Now since y is greater than x, y/x+y will be more than 1/2 but definitely less than 1 (x and y are positive numbers).

So the value of k will lie in the range 20*{1 + 1/2} < k < 20*{1 + 1}

i.e. 30 < k < 40

Only option (D) falls in this range.

Answer (D)

**Method 3: Weighted Average**

Does this equation remind you of something: 20*x/(x+y) + 40*y/(x+y) = k?

If you are a weighted average fan like me, you will notice that this is just the weighted average formula applied:

Cavg = (C1*w1 + C2*w2)/(w1 + w2)

Where Cavg = k

C1 = 20

C2 = 40

w1 = x

w2 = y

k = (20*x + 40*y)/(x + y)

It might be hard to see this on your own but the point is that if you do see it, the return is very high.

We know that the average of two quantities will lie in between them.

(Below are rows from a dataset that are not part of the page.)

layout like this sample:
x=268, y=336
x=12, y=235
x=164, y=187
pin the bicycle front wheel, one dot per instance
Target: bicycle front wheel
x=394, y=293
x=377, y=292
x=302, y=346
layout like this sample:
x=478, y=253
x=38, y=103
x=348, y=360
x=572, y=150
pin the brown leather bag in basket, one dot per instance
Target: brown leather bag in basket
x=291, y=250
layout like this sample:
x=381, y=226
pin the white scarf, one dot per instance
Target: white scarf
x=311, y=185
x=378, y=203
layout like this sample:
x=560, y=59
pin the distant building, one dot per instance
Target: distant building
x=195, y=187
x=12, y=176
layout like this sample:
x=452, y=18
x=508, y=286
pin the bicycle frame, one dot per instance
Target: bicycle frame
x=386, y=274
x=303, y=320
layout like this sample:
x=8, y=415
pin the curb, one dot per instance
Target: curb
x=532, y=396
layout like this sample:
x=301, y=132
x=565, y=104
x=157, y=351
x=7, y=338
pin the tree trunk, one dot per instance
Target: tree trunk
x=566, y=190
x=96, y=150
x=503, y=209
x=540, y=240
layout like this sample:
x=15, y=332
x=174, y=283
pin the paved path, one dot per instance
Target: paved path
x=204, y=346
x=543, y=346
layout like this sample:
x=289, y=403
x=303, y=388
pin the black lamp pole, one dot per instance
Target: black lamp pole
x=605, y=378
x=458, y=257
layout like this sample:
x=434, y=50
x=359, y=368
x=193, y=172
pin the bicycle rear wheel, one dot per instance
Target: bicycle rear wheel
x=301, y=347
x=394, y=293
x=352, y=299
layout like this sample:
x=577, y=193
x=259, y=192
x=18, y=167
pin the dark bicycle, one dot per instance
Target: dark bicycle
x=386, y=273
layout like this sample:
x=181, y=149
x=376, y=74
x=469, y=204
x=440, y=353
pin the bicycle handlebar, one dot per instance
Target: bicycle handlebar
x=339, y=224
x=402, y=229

So k must lie between 20 and 40. Also, we are given that x is less than y i.e. weight given to 20 is less than the weight given to 40. So the weighted average will lie toward 40. Between 30 and 40, there is only option (D)

Hence, answer (D).

**Method 4: Plugging Numbers**

Now, what if neither of the above given methods work for you during the test and your mind goes blank? Then you can pick some numbers to get an idea of the kind of values you will get. This is absolute brute force and may not always work out but it will give you a fighting chance of getting the correct answer.

20*x/(x+y) + 40*y/(x+y) = k

– Say, x = 1, y = 3 (x and y are positive numbers and x < y)

Then 20*1/(1+3) + 40*3/(1+3) = k = 35

– Say, x = 2, y = 3 (when you assume numbers, assume those which make the denominator a factor of 20 and 40 for ease of calculations. So assume numbers such that x+y is 4 or 5 or 10 etc)

Then 20*2/(2+3) + 40*3/(2+3) = k = 32

– Say, x = 1, y = 4

Then 20*1/(1+4) + 40*4/(1+4) = k = 36

Even if you do not get 35, note that the other values of k lie in the 30s. So your best bet would be to mark answer as (D).

Hope you see that there are many different ways of solving a given question, so you don’t usually require complex solutions. Practice on!

*Karishma, a Computer Engineer with a keen interest in alternative Mathematical approaches, has mentored students in the continents of Asia, Europe and North America. She teaches the **GMAT** for Veritas Prep and regularly participates in content development projects such as this blog!*

Nice. In a blinding hurry to solve the problem, I missed the weighted avg approach which should be the best choice. I was thinking number line instead under two extreme conditions – If x is almost the same as y, then we get 30 as the lower end and if y is significantly larger than x, we can ignore x/(x+y) and just consider y/(x+y) which will be almost 1, thereby resulting in the upper end just less than 40. Hence 35 fits the bill.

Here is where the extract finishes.